Das Gesetz birgt indessen eine neue, große Ungerechtigkeit: Es legt die paritätisch zu wählenden Abgeordnetinnen auf das männliche oder weibliche Geschlecht fest. Die diversen Diversinnen (oder doch Diversen?) haben zwar garantiert gegenderte Toiletten, demnächst jedenfalls, aber keine garantierten Sessel im Landtag des schönen, neuen Genderlandes Brandenburg. Denn wer darf entscheiden, wer Mann oder Frau oder eine „diverse“ Person ist?
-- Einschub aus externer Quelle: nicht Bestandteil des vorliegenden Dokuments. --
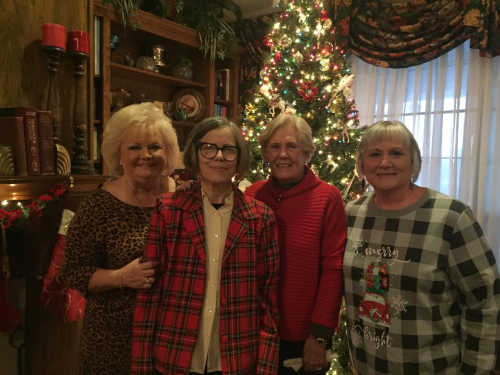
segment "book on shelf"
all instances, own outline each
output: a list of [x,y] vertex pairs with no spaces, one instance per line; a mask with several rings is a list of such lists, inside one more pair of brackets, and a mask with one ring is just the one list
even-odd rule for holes
[[231,71],[229,69],[218,69],[215,71],[215,98],[229,100],[231,88]]
[[31,107],[0,108],[0,117],[22,117],[26,162],[29,176],[40,175],[40,156],[38,148],[38,125],[36,109]]
[[101,75],[101,17],[94,16],[94,74]]
[[0,143],[12,146],[16,176],[27,176],[26,142],[22,117],[0,117]]
[[227,107],[221,104],[214,104],[214,116],[227,118]]
[[38,120],[38,145],[40,149],[40,174],[56,174],[56,152],[52,132],[52,112],[36,111]]

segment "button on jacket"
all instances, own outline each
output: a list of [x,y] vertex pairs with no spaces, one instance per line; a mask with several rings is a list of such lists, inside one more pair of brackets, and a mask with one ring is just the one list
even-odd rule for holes
[[[271,209],[234,189],[220,280],[222,374],[276,374],[278,235]],[[187,374],[203,313],[206,262],[200,185],[160,197],[144,260],[162,274],[137,296],[132,374]]]

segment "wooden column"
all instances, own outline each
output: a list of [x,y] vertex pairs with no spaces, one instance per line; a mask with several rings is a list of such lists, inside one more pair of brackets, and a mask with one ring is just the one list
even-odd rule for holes
[[73,158],[71,173],[94,174],[92,160],[88,158],[88,118],[87,118],[87,82],[85,81],[86,62],[89,55],[83,52],[69,52],[75,61],[75,106],[73,112]]

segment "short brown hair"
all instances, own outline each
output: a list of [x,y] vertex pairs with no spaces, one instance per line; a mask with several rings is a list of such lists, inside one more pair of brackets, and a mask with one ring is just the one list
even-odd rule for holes
[[184,149],[184,165],[194,174],[200,173],[200,161],[198,160],[198,150],[196,149],[196,145],[209,131],[219,128],[229,128],[234,135],[236,145],[240,149],[236,165],[236,173],[239,178],[243,178],[250,168],[250,147],[248,146],[248,143],[245,142],[245,139],[243,139],[240,129],[224,117],[209,117],[196,124],[194,129],[189,134],[186,148]]

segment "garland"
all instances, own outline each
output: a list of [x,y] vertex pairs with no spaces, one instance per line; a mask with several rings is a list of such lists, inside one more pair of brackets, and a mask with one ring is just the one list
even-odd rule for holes
[[52,202],[59,197],[62,197],[66,192],[66,186],[62,183],[49,189],[49,192],[34,200],[30,204],[24,206],[21,202],[17,203],[17,207],[12,210],[0,208],[0,224],[2,229],[7,229],[16,221],[27,221],[32,217],[42,217],[42,210],[47,206],[47,203]]

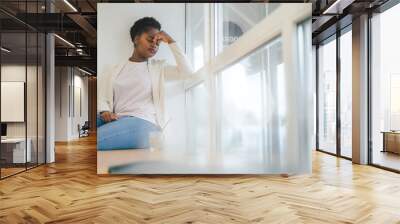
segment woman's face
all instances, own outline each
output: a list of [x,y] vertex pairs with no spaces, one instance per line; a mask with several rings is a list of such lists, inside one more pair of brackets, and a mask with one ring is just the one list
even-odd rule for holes
[[145,58],[153,57],[158,51],[158,45],[160,44],[160,40],[153,41],[154,35],[160,32],[156,28],[149,28],[146,32],[143,32],[141,35],[136,36],[135,38],[135,51]]

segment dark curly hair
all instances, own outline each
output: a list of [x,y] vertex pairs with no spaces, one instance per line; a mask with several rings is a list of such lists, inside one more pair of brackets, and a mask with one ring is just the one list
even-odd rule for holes
[[161,24],[153,17],[143,17],[137,20],[130,30],[131,40],[133,41],[136,36],[146,32],[149,28],[161,30]]

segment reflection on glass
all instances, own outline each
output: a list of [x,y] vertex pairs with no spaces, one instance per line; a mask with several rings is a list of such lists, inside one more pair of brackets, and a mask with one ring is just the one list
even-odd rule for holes
[[252,67],[252,59],[261,62],[261,52],[240,61],[220,74],[220,148],[224,162],[235,159],[262,161],[261,66]]
[[340,153],[352,157],[352,37],[351,30],[340,37]]
[[[287,161],[287,80],[280,38],[218,76],[223,163],[282,172]],[[295,164],[292,164],[295,165]]]
[[400,170],[400,33],[394,29],[398,21],[400,5],[371,20],[372,163],[395,170]]
[[218,52],[235,42],[278,6],[279,3],[218,4]]
[[318,50],[318,146],[336,153],[336,41]]

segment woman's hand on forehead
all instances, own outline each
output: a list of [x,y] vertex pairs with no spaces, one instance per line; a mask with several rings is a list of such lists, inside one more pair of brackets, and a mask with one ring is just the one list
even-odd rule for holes
[[159,44],[160,40],[165,42],[165,43],[174,42],[174,40],[171,38],[171,36],[169,34],[167,34],[165,31],[157,32],[153,36],[153,41],[157,42],[157,44]]

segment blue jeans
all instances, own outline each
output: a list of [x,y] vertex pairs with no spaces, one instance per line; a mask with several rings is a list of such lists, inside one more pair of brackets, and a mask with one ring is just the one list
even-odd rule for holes
[[106,123],[97,115],[97,150],[150,148],[150,132],[160,130],[157,125],[133,116]]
Gut, beim Toilettengang ist das klar – da wählt ein Mensch seine Tür und tut, wozu die Not ihn oder sie oder „es“ zwingt. Wie aber wollen SPD, Grüne und Linke diese „Gerechtigkeit“ auf dem Wahlzettel abbilden? Wann wird der erste „diverse“ gegen das neue Gesetz klagen?

Die Opposition in Brandenburg hatte wenig anzubieten, um die Gender-Beschädigung des Wahlrechts abzuwenden. Nun wird ein Verfassungsgericht die Reisleine ziehen müssen, damit nicht 29 Jahre nach der friedlichen Revolution das Recht auf freie und geheime Wahlen durch die Altkommunisten im von Lenin propagierten Verbund mit anderen linken Parteien eingeschränkt wird.